Miss Illinois USA
- Formation: 1952
- Type: Beauty pageant
- Headquarters: Shawnee
- Location: Kansas;
- Members: Miss USA
- Official language: English
- Key people: John M. Vannatta Jason Vannatta Jennifer Vannatta-Fisher, State Pageant Director
- Website: Official website

= Miss Illinois USA =

American beauty pageant competition

The Miss Illinois USA pageant is a competition that selects the representative for the state Illinois in the Miss USA pageant. It is directed by Vanbros and Associates and is previously directed by D&D Productions from 2001 to 2014 before becoming part of Vanbros organization in 2014, headquartered in Shawnee.

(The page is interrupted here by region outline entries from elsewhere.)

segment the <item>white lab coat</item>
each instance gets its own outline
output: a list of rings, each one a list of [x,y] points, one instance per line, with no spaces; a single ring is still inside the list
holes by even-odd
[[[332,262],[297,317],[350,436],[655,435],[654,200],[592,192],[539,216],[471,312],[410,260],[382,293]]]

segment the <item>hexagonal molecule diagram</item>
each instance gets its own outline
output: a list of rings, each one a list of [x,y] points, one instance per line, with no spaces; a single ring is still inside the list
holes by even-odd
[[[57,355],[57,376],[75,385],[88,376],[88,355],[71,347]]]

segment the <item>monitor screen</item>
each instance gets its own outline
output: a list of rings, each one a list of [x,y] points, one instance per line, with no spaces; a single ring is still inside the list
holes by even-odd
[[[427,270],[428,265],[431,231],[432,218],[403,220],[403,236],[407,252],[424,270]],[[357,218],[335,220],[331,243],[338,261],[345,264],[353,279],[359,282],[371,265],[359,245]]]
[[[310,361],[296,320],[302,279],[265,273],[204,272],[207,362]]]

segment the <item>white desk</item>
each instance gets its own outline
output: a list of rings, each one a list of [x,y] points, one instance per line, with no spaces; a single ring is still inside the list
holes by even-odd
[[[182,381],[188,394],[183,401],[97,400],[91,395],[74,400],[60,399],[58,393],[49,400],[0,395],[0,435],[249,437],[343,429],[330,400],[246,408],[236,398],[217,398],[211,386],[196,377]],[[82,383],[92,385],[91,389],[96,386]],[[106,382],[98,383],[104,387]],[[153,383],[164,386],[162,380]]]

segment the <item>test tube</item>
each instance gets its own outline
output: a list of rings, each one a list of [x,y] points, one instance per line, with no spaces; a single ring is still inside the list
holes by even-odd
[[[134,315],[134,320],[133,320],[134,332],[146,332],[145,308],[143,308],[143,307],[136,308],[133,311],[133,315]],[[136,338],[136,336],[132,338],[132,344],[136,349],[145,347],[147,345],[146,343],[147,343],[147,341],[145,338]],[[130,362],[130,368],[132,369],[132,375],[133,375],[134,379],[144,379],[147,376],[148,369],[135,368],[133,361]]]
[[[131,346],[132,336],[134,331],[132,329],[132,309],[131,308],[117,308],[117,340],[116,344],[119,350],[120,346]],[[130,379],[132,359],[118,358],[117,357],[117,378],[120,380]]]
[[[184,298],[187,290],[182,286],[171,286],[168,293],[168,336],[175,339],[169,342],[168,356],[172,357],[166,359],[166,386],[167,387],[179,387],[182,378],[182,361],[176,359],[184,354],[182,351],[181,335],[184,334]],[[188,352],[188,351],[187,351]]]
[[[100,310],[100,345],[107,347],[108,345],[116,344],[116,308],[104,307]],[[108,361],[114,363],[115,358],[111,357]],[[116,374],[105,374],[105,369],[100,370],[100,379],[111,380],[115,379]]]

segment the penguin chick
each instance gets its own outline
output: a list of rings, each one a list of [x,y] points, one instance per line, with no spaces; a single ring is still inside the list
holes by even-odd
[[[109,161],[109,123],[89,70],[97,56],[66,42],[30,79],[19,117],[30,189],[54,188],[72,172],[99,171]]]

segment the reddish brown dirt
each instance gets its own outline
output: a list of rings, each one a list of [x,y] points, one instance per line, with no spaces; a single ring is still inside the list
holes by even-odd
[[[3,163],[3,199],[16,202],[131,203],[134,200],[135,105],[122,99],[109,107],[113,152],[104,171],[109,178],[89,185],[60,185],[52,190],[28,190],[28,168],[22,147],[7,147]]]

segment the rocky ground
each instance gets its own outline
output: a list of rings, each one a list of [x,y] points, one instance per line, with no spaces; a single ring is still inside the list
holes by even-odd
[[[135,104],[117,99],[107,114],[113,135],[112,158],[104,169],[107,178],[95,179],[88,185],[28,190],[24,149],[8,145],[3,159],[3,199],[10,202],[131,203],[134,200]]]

Illinois is one of the most successful states in the competition. It is one of only four states to have won four or more Miss USA titles and one of only four states to win two Miss USA titles in consecutive years. All four winners came from the early history of the competition, with their last Miss USA being Karen Morrison, who held the title in 1974. The pageant's most successful years were from 1984 to 1996, when all but two delegates made the cut at Miss USA. That period was followed by many years without a placement.

In 1986, sisters Tricia and Laura Bach won the title consecutively, the first occasion of this in the history of the Miss Universe organization. Later on, in 1994, Kathleen Farrell, sister of Miss Florida USA 1988, won the title, making the state pageant the first to have two sisters compete in Miss USA.

Until 2013, no Illinois delegate had previously competed at Miss Illinois Teen USA but one was previously competed in Miss Illinois, Stacie Juris became the first former Teen titleholder to appear a crossover in Miss USA, the second-to-the last state to do so (Washington would make its first Teen to Miss crossover four years later). The most recent placement was Grace Rodi placing Top 20 in 2024.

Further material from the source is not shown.